While European politicians like Salvini or Farage shrug and say “it can’t be done,” Trump proved the opposite.
Deportations happened.
Criminal illegals were sent back.
The fatalism that has defined Europe for a generation was shattered.
Murray contrasts this with Britain’s Nigel Farage, who openly admitted mass returns are impossible, and with Italy’s Salvini, who promised but had no plan.
For Europe’s right, that’s devastating: what’s the point of demanding secure borders if you concede defeat before the fight begins?
Trump’s example is historic—because if America can do it, Europe can no longer hide behind excuses.
This isn’t just about the U.S. border.
It’s about the West itself.
Either leaders prove sovereignty means something, or they watch their nations unravel under the weight of illegal migration, double standards, and cultural fragmentation.
Trump’s fight is America’s fight—but it’s also Europe’s last warning.
VIDEO
If Trump can do it, then the leaders of Europe face a dilemma -
Can they do the same?
Trump’s strategy is straight out of The Art of the Deal…
Set a precedent
Develop winning protocols
Plan on winning, never focus on failure
Be continuously persistent
The Proof is Right Here – Something BIG is Coming… | Victor Davis Hanson
Our Note: This is an earlier video of VDH, the message of which is still VERY relevant.

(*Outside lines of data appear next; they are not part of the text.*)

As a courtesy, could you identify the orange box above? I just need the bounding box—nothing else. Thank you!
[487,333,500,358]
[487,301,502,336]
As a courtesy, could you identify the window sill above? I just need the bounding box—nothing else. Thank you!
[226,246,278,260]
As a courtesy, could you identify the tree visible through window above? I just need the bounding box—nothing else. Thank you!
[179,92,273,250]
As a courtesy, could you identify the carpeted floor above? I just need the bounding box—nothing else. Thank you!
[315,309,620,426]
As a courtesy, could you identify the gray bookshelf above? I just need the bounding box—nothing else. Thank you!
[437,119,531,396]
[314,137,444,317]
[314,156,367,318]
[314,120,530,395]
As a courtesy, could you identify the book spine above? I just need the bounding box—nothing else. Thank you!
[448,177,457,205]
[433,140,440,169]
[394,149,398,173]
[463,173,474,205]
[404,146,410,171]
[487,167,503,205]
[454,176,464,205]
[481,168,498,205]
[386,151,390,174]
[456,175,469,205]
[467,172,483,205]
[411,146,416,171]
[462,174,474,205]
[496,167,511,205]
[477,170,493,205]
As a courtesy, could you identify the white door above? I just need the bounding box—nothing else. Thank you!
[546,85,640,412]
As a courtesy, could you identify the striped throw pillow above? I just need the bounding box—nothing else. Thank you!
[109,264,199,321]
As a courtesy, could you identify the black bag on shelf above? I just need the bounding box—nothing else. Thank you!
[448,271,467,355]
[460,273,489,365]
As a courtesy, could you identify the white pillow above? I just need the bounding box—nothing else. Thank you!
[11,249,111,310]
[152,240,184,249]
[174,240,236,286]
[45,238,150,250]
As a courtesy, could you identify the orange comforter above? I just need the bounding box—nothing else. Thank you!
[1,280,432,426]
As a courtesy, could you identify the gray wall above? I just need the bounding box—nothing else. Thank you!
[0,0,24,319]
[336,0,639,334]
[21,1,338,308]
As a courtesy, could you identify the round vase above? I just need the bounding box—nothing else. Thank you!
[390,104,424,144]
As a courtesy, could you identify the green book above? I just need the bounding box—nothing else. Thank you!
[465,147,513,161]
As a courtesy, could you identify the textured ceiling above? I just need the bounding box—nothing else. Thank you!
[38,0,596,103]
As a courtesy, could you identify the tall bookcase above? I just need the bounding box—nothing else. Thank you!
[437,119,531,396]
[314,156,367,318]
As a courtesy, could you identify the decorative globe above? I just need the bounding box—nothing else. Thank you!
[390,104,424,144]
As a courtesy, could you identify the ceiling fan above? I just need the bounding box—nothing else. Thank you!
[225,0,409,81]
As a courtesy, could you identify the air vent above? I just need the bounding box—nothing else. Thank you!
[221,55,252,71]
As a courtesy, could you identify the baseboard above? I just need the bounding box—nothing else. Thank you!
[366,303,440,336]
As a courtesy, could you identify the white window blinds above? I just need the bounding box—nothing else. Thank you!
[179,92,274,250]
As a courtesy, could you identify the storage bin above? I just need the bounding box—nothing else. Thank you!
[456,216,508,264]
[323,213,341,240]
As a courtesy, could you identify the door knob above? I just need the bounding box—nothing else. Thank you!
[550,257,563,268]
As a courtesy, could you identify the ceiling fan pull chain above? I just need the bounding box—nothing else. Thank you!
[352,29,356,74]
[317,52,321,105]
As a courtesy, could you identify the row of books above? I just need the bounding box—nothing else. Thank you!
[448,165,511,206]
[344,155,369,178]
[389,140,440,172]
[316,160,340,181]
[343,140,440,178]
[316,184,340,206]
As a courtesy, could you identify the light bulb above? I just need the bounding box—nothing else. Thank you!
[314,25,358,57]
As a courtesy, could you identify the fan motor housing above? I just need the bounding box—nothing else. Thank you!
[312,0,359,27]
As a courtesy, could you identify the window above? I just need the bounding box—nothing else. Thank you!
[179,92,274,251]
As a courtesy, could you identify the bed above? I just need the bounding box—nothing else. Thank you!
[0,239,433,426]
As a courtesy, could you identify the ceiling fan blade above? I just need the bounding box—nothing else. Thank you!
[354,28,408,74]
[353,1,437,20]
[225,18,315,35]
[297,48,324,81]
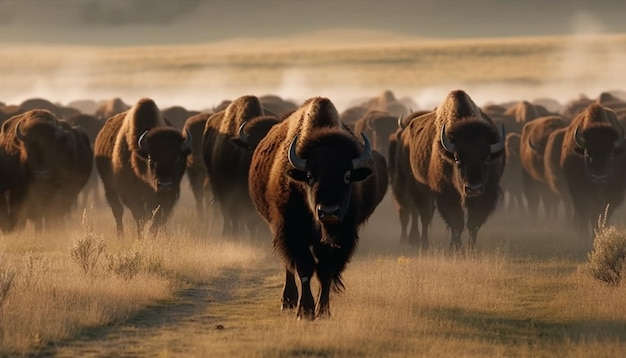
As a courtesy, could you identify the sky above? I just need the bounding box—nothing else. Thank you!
[0,0,625,45]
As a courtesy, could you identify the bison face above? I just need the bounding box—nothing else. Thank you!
[573,126,625,183]
[286,132,372,244]
[440,123,505,198]
[16,120,69,181]
[137,128,192,193]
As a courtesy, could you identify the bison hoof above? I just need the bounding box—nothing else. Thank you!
[297,307,315,321]
[281,300,297,310]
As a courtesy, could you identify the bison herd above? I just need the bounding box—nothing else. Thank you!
[1,88,625,319]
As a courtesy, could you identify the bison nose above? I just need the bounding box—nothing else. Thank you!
[464,183,483,197]
[157,178,174,192]
[317,204,341,224]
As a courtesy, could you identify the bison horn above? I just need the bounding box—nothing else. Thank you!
[490,124,506,154]
[138,129,149,152]
[181,128,192,152]
[237,121,249,145]
[15,120,26,142]
[573,126,585,150]
[440,125,455,153]
[288,136,307,171]
[352,132,372,169]
[397,114,405,130]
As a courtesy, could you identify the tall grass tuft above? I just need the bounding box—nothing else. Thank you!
[69,210,106,275]
[582,207,626,286]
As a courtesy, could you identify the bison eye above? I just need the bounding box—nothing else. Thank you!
[306,171,315,185]
[454,156,461,165]
[343,171,351,184]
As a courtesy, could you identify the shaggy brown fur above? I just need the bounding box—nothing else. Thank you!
[94,98,191,236]
[0,110,92,232]
[519,115,569,221]
[543,127,572,223]
[162,105,200,131]
[249,97,386,320]
[560,103,626,236]
[19,98,80,119]
[394,90,505,251]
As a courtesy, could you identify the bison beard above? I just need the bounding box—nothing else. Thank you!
[249,97,385,320]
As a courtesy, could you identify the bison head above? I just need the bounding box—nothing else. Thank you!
[286,130,373,245]
[230,116,281,151]
[573,125,625,183]
[440,122,506,198]
[15,116,70,181]
[137,127,192,192]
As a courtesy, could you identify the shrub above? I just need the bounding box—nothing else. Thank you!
[105,250,144,280]
[69,210,106,275]
[583,214,626,286]
[0,260,15,308]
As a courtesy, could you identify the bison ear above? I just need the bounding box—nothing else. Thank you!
[350,167,373,182]
[286,168,309,183]
[229,137,250,150]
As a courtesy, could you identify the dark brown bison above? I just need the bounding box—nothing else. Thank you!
[0,110,93,232]
[65,113,106,208]
[543,127,572,223]
[259,94,299,118]
[183,112,211,215]
[249,97,386,319]
[388,110,432,243]
[354,110,400,162]
[392,90,505,251]
[161,105,200,131]
[560,103,626,236]
[520,115,569,221]
[94,98,191,235]
[19,98,81,119]
[94,97,130,121]
[202,95,278,239]
[502,133,524,213]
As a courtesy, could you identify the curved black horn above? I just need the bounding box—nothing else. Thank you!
[138,130,149,152]
[181,128,192,152]
[237,121,249,144]
[440,125,455,153]
[352,132,372,169]
[397,114,405,130]
[490,124,506,154]
[288,136,306,171]
[15,120,26,142]
[573,126,585,150]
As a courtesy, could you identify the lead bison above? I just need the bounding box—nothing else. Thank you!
[94,98,192,236]
[0,109,93,232]
[560,103,626,236]
[392,90,505,251]
[249,97,387,319]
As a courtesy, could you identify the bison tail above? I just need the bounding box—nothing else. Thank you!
[332,274,346,293]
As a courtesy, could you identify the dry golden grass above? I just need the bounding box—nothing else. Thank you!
[1,31,626,356]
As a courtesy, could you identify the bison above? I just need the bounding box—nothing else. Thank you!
[392,90,505,251]
[520,115,569,221]
[94,98,191,236]
[501,133,524,213]
[354,110,400,162]
[0,109,93,232]
[183,112,212,215]
[560,103,626,236]
[249,97,386,319]
[202,95,279,239]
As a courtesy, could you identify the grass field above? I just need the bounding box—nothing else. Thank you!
[1,31,626,357]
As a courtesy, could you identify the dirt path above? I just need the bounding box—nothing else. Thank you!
[35,264,282,357]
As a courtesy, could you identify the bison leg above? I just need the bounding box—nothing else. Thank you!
[397,204,410,243]
[188,173,206,216]
[436,195,464,251]
[407,206,420,246]
[295,253,316,320]
[281,269,298,310]
[103,189,124,236]
[522,173,540,223]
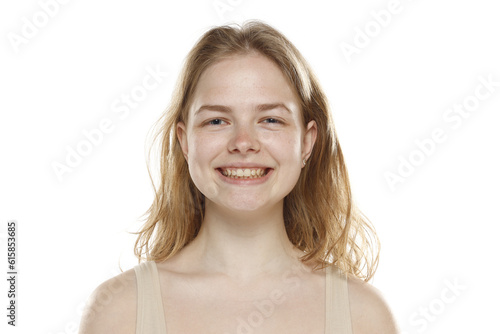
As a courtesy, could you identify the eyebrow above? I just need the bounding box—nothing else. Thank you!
[194,103,292,116]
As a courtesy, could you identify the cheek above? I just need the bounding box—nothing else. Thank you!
[188,133,223,167]
[186,133,226,198]
[264,132,302,160]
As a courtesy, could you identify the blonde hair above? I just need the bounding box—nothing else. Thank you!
[134,21,379,281]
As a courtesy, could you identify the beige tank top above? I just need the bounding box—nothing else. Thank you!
[134,261,353,334]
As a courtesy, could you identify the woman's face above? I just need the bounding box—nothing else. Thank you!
[177,52,316,214]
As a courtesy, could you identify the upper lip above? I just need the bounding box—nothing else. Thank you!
[216,163,272,169]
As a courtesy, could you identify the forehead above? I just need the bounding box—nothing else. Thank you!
[190,53,301,114]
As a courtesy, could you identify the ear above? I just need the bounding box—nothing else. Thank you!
[302,120,317,163]
[176,121,189,162]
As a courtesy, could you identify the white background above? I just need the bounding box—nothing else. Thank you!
[1,0,499,333]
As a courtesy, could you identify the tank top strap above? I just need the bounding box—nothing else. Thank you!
[134,261,167,334]
[325,265,353,334]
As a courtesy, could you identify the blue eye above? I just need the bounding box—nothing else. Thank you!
[263,118,282,124]
[206,118,225,125]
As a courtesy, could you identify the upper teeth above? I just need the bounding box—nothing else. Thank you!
[221,168,267,178]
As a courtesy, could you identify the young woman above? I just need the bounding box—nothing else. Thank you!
[79,21,399,334]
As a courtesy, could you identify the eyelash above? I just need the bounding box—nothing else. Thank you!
[204,118,284,126]
[263,118,283,124]
[205,119,225,126]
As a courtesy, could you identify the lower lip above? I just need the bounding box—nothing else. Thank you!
[216,169,273,185]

Victor Davis Hanson delivers a searing critique of America’s modern immigration culture- where newcomers from some of the world’s most troubled regions are given unprecedented opportunities, only to turn around and attack the very country that welcomed them.

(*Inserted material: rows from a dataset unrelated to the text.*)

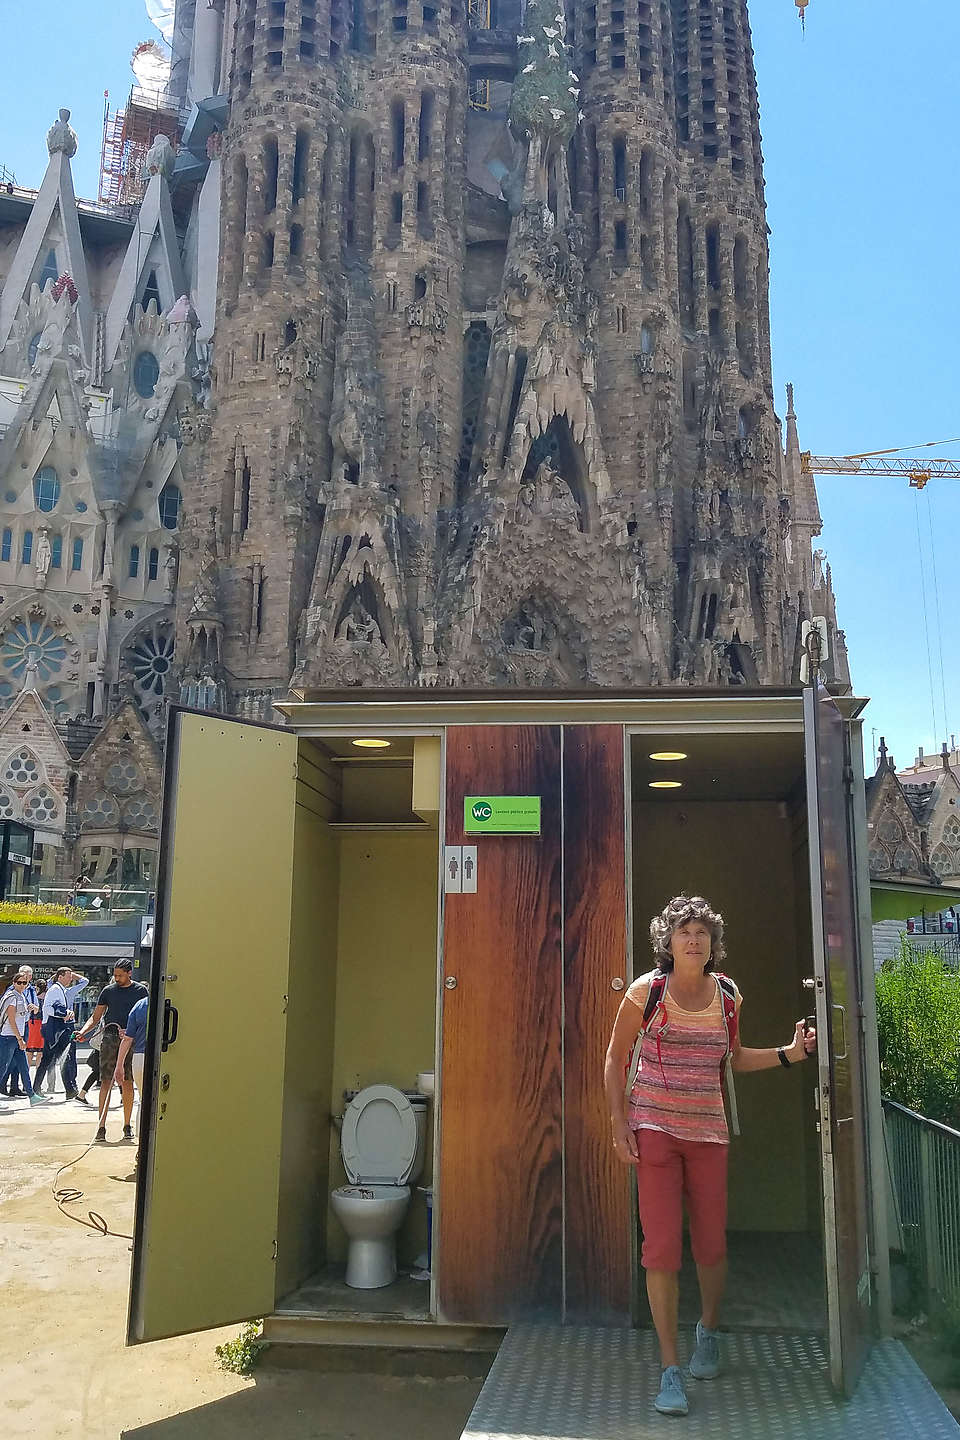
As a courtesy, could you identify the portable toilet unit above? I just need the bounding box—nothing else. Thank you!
[128,684,887,1399]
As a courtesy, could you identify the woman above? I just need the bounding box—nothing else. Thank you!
[0,974,44,1104]
[26,980,45,1069]
[604,894,815,1418]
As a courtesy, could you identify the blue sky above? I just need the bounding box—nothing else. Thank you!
[1,1,958,771]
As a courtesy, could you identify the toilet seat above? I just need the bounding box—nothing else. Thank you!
[341,1084,420,1184]
[333,1183,411,1202]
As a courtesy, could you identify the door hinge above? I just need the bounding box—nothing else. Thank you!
[271,1239,278,1261]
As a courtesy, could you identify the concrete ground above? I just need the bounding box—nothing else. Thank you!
[0,1081,483,1440]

From AOC’s Puerto Rican roots to Rashida Tlaib’s Palestinian background, from Ilhan Omar’s rise from Somalia to Congress, Hanson argues that the U.S. bends over backward with scholarships, affirmative action, and DEI advantages - yet is rewarded with ingratitude and hostility.

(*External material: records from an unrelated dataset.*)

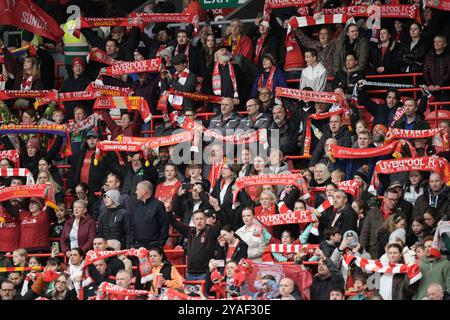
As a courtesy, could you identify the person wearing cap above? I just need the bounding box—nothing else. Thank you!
[160,53,197,111]
[360,187,404,259]
[67,127,122,195]
[97,189,130,247]
[60,199,96,258]
[96,173,131,220]
[252,17,279,71]
[251,53,287,98]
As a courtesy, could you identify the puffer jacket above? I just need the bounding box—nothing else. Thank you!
[333,34,370,73]
[97,206,130,246]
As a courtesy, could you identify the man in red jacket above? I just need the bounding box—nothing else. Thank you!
[223,19,253,61]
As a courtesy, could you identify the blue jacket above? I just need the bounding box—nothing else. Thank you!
[251,67,287,98]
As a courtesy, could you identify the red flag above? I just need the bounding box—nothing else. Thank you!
[0,0,64,42]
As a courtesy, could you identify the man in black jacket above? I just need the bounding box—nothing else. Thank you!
[413,172,450,219]
[310,250,345,300]
[327,190,358,235]
[59,57,92,120]
[127,180,169,249]
[121,152,159,195]
[164,195,225,281]
[268,104,299,156]
[309,114,352,170]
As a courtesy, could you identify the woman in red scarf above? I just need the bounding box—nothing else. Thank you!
[154,163,182,205]
[251,54,287,98]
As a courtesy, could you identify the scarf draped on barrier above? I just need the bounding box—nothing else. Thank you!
[0,0,64,42]
[0,150,20,168]
[99,58,162,77]
[232,174,308,203]
[87,48,120,66]
[343,254,422,283]
[0,184,56,209]
[369,156,450,194]
[0,124,72,156]
[297,5,421,21]
[93,97,152,123]
[171,112,268,147]
[0,168,35,185]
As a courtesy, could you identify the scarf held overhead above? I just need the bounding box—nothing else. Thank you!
[0,168,35,185]
[99,58,162,76]
[0,184,56,209]
[93,96,152,123]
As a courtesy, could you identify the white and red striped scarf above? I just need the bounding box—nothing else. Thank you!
[343,254,422,284]
[311,181,360,199]
[0,74,6,90]
[20,76,33,91]
[212,61,238,98]
[389,107,404,129]
[258,66,276,92]
[269,244,319,253]
[168,68,190,110]
[174,44,190,66]
[288,14,351,31]
[0,168,35,185]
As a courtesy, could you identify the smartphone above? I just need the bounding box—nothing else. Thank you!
[182,183,192,191]
[52,241,60,254]
[199,191,209,203]
[215,259,225,267]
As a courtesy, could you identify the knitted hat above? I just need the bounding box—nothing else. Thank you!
[72,57,86,68]
[27,137,41,150]
[105,190,121,207]
[353,166,368,184]
[159,46,174,60]
[389,228,406,245]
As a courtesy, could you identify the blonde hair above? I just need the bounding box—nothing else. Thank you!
[23,56,40,81]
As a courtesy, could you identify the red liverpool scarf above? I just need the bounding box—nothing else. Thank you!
[385,128,449,144]
[369,156,450,194]
[257,209,317,226]
[330,140,402,159]
[99,58,162,76]
[93,96,152,123]
[87,82,134,96]
[425,0,450,11]
[257,66,276,92]
[0,0,64,42]
[212,62,238,98]
[254,35,266,65]
[232,174,308,203]
[122,132,193,149]
[310,180,361,199]
[87,48,120,66]
[0,184,56,209]
[0,90,58,101]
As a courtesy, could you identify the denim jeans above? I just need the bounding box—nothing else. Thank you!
[185,272,207,281]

Drawing on vivid historical memory, Hanson contrasts today’s victimhood politics with the sacrifices that built the nation - Gettysburg, Belleau Wood, Okinawa, the Battle of the Bulge, Vietnam.
He challenges new arrivals and foreign-born politicians to acknowledge those sacrifices instead of erasing them, to praise the system that made their success possible rather than condemning it.
He also aims at the flood of foreign students—many from illiberal or openly hostile regimes—who pay top tuition but bring anti-American activism to campus.
For Hanson, student visas and U.S. residency are privileges, not entitlements, and they should be reserved for those who respect the foundations of the West: free markets, constitutional government, independent courts, and the Judeo-Christian ethic.
The message is blunt…
If you hate America, why fight to stay?
Gratitude is not weakness -
it’s the glue that keeps a nation from tearing itself apart.